The more an AI search engine knows about your brand, the more likely it is to match you with a customer who is actively ready to buy. High-signal matches connect your brand to the highest-intent customers. That opportunity starts with the data, not the workflow.
When you're evaluating whether an agentic AI strategy is actually sound, what questions would you ask?
The point of an agent is to save you time and increase the value of your brand, just as you hire an employee. You bring in entry-level employees for low-consequence, low-ambiguity work. The same logic applies to agents: highly repeatable, well-defined tasks are where they shine, and we've solved a lot of those for our customers.
But we're now in a phase of building what I'd call middle management agents — agents with access to deeper, broader data sets, the ability to cross-reference information, and the awareness to understand what Agent 1 is doing and how that should change what Agent 2 does next.

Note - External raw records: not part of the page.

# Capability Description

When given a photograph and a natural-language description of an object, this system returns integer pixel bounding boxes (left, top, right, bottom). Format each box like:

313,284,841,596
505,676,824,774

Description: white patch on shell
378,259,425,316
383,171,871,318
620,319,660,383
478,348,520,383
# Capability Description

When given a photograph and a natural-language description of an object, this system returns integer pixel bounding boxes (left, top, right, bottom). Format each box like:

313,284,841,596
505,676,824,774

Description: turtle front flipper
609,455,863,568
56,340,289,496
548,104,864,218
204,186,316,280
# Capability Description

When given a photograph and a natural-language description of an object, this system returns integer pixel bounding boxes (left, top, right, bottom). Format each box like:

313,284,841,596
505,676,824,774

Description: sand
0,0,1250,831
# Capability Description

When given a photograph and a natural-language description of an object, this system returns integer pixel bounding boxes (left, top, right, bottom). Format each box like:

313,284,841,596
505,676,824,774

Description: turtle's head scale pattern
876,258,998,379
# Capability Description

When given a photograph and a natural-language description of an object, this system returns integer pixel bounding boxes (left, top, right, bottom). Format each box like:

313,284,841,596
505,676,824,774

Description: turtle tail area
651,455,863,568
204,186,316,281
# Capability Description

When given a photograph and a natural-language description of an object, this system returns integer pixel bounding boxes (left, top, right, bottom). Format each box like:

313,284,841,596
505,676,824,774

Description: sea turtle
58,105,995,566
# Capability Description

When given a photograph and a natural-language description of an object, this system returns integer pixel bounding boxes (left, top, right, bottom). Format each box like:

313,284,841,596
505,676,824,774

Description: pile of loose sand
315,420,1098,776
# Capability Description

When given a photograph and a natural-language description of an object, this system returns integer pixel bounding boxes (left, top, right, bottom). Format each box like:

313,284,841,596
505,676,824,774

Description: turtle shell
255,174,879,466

The real question to ask of any agentic strategy is whether agents are operating independently or in coordination. Independent agents, no matter how many you stack up, are capped at the sum of their individual tasks. Coordinated agents can do something more interesting.
Walk me through what it actually looks like when agents aren't coordinated. What goes wrong, and why is it hard to see until it's already causing damage?
Let me use a positive example this time to illustrate what becomes possible when coordination actually works.
Say that same ice cream shop has two agents: one that responds to reviews, and one that creates social posts. Each one hums along doing its individual job. But here's what's possible if they can share information the way two colleagues might.
The review-response agent notices that customers keep raving about the flavor of the month. It passes that along to the social agent: "Hey, people are really loving this right now." The social agent takes that insight and builds a campaign around it: posts, timing, and angle all informed by what real customers are saying in real time.
If those two agents can't share information, that opportunity just disappears. The more you can orchestrate agents to work together — handling ambiguous tasks in ways that align with the overall goals of the brand — the more powerful the whole system becomes.
So, where is Yext actually headed with this? Not the roadmap version — what does winning really look like?
It's that orchestration layer. We're working on more individual contributor agents, but also on the middle management layer that can coordinate and adjust strategy based on signals from one part of the brand that might affect another.
A brand's end-to-end marketing needs to work together. To give a customer a great experience across their entire journey, everything has to be coordinated; it has to understand goals and intent. The better that experience, the more likely that customer becomes a paying one.
Any final thoughts for brands evaluating agentic AI right now?
Agents aren't a checkbox feature. Dig into the data and the bounds agents can operate in before you commit. Make sure you're not being sold entry-level employees for a Director-level job.